A former officer of the US National Security Agency (NSA) said that North Korea had amassed an estimated 11,000 Bitcoins and may have collected as much as $210 million by converting those into fiat money in 2017 to procure funds for its military machine.
Priscilla Moriuchi said Kim Jong-un is turning to cryptocurrencies to circumvent the crippling sanctions imposed on his regime by the United Nations. She stated:
“I would bet that these coins are being turned into something – currency or physical goods – that are supporting North Korea’s nuclear and ballistic missile program.”
She theorized that North Korea had cashed in its Bitcoin hoard in December, when the value was at its peak. If the regime waited until January, then it would have collected only about $120 million. The Bitcoin price peaked at almost $20,000 on December 22.
Moriuchi, who now works for cyber threat intelligence company Recorded Future, suspects that the rogue state acquired a large number of Bitcoins through mining and hacking activities.
North Korean hackers involved in Japan, South Korea attacks
Hackers from North Korea are believed to be responsible for several attacks on Japanese and South Korean cryptocurrency exchanges. Officials at the South Korean National Intelligence Service said that North Korea was “probably” behind the attack on Japanese digital currency exchange Coincheck, which lost $500 million after a cyber breach.
In January, Recorded Future released a report detailing how North Korean hacking activities were directed towards the financial system of their rival in the South.
The report reads:
“North Korean government actors, specifically Lazarus Group, continued to target South Korean cryptocurrency exchanges and users in late 2017, before Kim Jong Un’s New Year’s speech and subsequent North-South dialogue.
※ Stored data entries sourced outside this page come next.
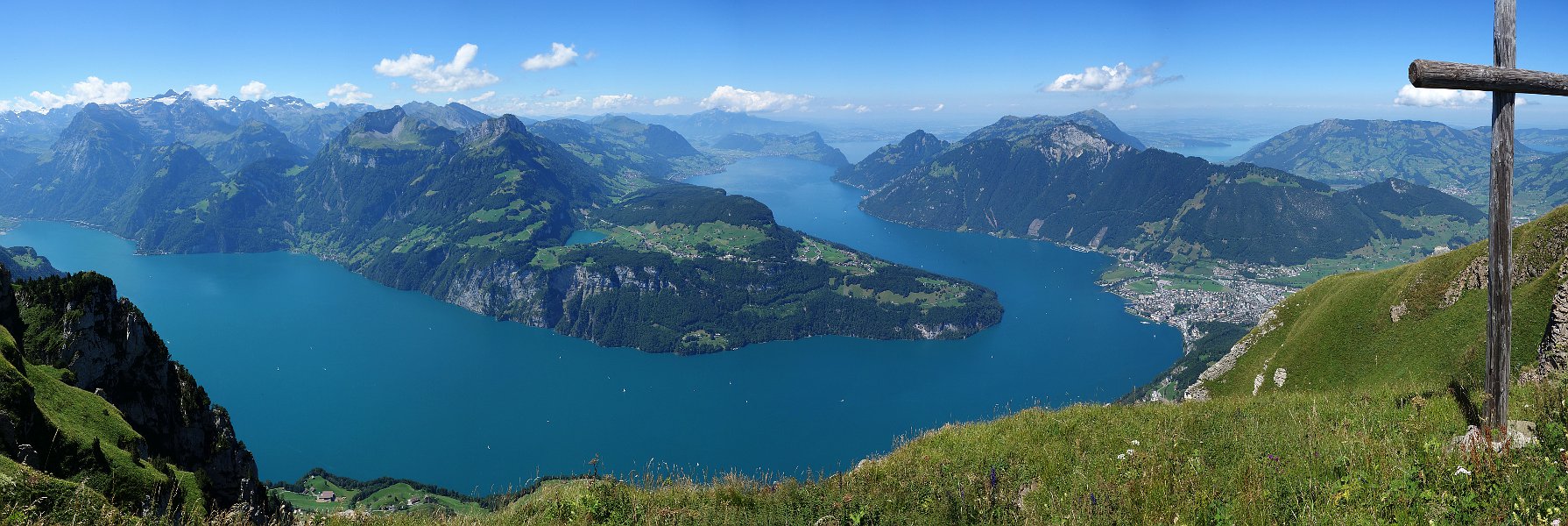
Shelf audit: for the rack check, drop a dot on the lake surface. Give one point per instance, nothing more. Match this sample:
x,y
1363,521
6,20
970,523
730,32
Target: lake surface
x,y
1218,154
323,368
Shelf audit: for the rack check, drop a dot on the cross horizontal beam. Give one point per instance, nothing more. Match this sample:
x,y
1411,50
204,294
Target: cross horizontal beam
x,y
1457,75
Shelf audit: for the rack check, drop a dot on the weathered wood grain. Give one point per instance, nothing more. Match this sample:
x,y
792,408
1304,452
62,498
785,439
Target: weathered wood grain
x,y
1500,286
1457,75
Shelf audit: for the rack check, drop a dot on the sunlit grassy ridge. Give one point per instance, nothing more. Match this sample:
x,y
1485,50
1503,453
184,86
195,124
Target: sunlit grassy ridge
x,y
1359,434
88,466
1341,333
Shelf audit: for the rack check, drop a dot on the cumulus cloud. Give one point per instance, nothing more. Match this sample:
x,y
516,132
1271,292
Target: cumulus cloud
x,y
202,91
347,93
611,101
563,105
89,89
430,77
254,89
736,99
559,55
1119,77
474,99
1438,97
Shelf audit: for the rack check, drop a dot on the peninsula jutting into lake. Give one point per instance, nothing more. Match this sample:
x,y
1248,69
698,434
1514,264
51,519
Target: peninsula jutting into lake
x,y
816,264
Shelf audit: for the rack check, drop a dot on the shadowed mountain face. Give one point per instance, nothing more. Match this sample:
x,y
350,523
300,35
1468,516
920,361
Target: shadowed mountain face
x,y
1068,182
1015,127
1355,153
623,146
91,394
893,160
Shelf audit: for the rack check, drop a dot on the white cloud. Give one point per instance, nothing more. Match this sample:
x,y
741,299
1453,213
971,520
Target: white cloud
x,y
202,91
428,77
89,89
1438,97
347,93
736,99
611,101
254,89
1119,77
563,105
559,55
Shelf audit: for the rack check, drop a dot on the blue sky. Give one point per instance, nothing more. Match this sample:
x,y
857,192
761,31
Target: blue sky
x,y
800,60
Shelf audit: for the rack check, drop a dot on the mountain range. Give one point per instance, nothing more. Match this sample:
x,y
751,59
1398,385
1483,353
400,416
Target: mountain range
x,y
477,210
1062,180
1456,160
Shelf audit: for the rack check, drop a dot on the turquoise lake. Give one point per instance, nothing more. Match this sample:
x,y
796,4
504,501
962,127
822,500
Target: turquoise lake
x,y
323,368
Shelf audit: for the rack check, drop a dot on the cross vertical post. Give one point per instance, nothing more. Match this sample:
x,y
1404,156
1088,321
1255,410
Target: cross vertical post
x,y
1504,81
1500,283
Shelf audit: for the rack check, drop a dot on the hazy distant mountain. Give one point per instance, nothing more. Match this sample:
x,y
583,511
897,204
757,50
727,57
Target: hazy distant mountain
x,y
712,124
625,146
305,124
452,117
1534,137
1067,182
1353,153
480,217
32,132
1014,127
893,160
806,146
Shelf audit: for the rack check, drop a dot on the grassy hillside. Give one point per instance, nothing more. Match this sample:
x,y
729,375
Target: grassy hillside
x,y
1381,371
85,464
1275,458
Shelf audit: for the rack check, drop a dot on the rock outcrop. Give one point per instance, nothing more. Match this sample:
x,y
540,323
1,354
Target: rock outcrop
x,y
111,349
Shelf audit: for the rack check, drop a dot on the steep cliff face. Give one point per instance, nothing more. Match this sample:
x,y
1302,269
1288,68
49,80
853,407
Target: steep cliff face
x,y
81,323
10,316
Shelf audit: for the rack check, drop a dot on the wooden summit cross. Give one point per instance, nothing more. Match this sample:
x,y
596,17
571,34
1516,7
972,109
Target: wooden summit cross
x,y
1504,81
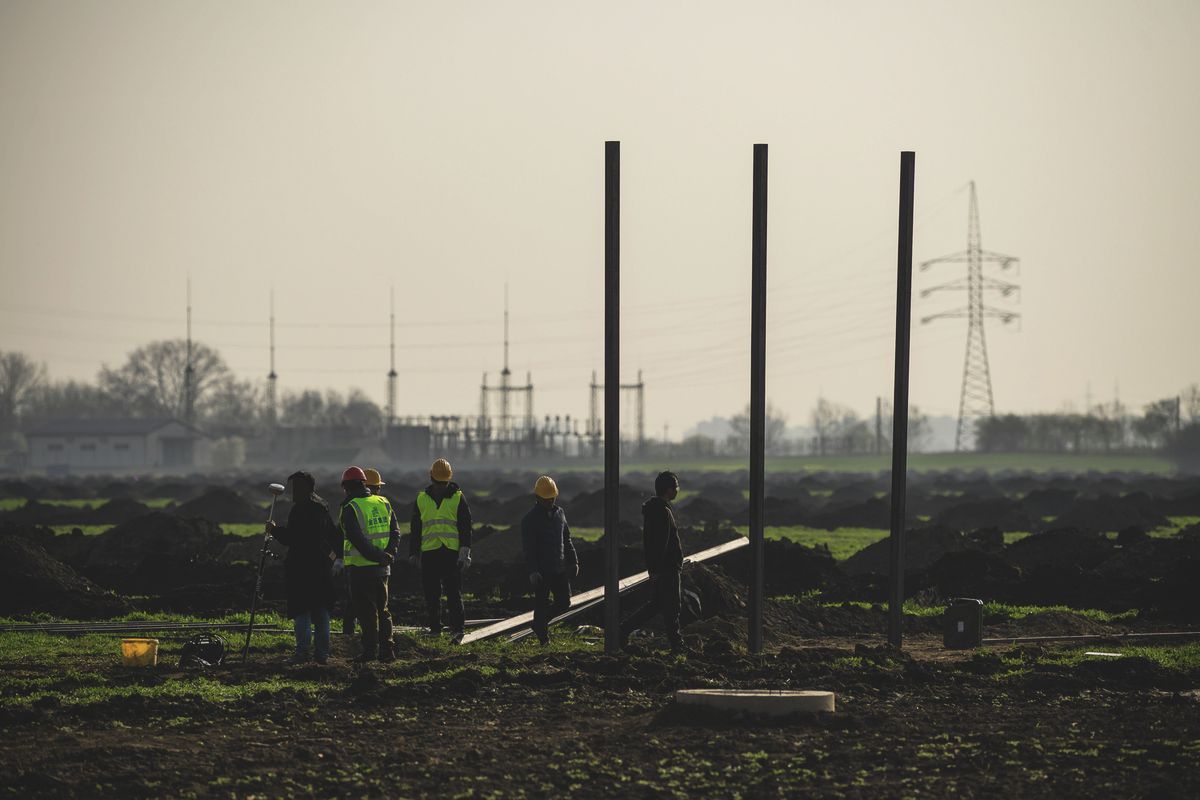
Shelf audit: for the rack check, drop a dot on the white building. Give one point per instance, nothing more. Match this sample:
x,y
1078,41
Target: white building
x,y
81,446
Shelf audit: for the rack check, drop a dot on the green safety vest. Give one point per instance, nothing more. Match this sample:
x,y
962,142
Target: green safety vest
x,y
375,519
439,523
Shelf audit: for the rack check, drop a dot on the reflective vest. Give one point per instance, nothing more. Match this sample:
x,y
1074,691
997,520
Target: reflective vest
x,y
375,521
439,523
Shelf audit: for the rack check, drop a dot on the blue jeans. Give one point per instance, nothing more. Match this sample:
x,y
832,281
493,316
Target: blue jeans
x,y
305,625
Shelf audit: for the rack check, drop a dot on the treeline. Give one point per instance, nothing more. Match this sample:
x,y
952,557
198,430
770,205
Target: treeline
x,y
151,383
1167,425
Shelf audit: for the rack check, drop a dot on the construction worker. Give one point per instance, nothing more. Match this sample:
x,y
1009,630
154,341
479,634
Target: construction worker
x,y
373,482
371,535
664,561
311,540
550,555
439,542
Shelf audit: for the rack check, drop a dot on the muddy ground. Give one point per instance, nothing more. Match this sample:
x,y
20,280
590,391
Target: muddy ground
x,y
498,720
529,725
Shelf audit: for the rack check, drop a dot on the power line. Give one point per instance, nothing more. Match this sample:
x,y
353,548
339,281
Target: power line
x,y
976,400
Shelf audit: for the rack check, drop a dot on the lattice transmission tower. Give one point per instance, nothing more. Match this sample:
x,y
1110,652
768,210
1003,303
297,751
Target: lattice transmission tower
x,y
976,398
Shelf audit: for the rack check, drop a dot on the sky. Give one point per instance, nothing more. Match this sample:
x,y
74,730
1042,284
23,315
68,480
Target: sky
x,y
336,152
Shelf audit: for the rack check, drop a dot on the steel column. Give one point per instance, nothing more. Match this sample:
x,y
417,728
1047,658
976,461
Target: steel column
x,y
611,394
900,398
757,390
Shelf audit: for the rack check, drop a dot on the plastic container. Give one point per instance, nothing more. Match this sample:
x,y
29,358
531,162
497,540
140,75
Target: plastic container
x,y
963,624
139,653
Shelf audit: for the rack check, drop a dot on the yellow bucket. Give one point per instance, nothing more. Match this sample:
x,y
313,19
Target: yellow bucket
x,y
139,653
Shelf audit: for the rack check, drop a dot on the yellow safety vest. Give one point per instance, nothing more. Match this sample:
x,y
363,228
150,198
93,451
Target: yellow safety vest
x,y
375,521
439,523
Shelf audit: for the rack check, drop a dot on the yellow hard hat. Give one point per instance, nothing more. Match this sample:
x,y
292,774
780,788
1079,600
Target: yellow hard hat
x,y
545,488
441,470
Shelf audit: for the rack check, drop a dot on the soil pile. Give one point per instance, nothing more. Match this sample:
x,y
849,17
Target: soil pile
x,y
117,511
995,512
1063,547
220,504
587,510
1111,513
871,513
1048,503
923,547
970,573
701,510
156,552
31,581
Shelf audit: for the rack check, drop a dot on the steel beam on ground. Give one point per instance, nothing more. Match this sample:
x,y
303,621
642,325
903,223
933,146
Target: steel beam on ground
x,y
757,390
611,392
589,599
900,398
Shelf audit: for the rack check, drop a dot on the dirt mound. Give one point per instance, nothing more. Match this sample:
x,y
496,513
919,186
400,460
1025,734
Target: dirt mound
x,y
221,504
789,569
117,555
1180,505
700,509
31,581
970,573
587,510
1111,513
1048,501
723,623
1062,547
117,511
995,512
871,513
724,495
923,547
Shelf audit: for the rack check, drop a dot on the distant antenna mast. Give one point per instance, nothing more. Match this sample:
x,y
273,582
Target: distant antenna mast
x,y
391,372
505,374
189,368
976,398
271,378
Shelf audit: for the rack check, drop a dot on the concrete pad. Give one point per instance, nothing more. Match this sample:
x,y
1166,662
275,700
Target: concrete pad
x,y
756,702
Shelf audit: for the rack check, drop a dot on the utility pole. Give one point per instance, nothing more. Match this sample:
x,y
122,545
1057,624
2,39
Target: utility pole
x,y
391,372
879,426
976,398
189,368
271,378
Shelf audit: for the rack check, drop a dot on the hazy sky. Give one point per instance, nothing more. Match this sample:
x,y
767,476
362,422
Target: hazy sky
x,y
334,150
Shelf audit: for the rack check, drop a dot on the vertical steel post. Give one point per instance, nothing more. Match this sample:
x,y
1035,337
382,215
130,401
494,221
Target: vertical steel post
x,y
900,398
757,390
611,394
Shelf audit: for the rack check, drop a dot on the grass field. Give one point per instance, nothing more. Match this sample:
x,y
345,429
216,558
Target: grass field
x,y
918,462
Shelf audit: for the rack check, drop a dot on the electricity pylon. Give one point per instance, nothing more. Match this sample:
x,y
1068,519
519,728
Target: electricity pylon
x,y
976,400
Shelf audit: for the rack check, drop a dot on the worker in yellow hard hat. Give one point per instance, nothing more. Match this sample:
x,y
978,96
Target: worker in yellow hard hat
x,y
375,480
550,555
439,542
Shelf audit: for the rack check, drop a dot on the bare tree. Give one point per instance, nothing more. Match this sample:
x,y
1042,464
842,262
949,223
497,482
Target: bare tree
x,y
71,400
19,376
773,434
153,378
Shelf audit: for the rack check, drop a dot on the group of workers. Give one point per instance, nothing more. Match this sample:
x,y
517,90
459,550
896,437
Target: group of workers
x,y
365,543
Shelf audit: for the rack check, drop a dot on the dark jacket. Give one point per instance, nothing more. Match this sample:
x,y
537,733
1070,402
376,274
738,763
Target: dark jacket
x,y
312,542
439,493
353,531
660,536
546,540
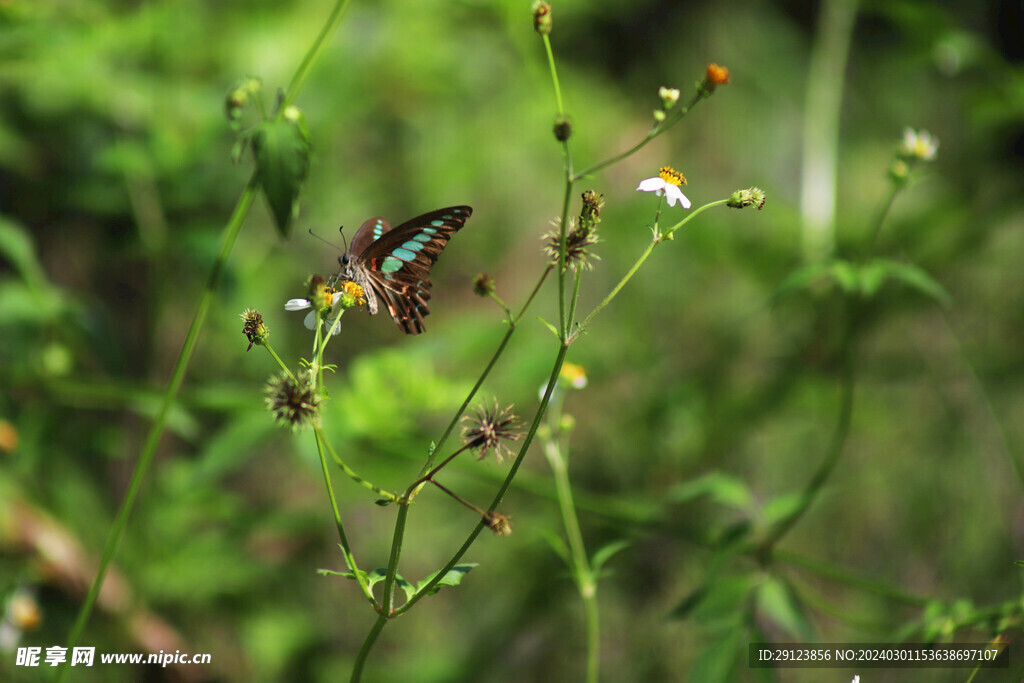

The malware employed shared code with Destover malware, which was used against Sony Pictures Entertainment in 2014 and the first WannaCry victim in February 2017.”
According to Moriuchi, increased regulations in the cryptocurrency space is the best defense against the alleged illegal activities of North Korea because it would allow for a “paper trail” that is a key element in tracking the dealings of Kim Jong-un.
Pyongyang building a cache of Bitcoin
Speculations that Pyongyang is piling up Bitcoin and cryptocurrencies to dodge sanctions first surfaced in December 2017, when CrowdStrike CEO George Kurtz sounded the alarm bells.
Kurtz hypothesized that the anonymous nature of cryptocurrencies would allow Kim Jong-un to “easily bypass any sort of sanctions because there are none on Bitcoin, and the value has increased dramatically." This makes it “the perfect currency for North Korea to be hoarding,” he added.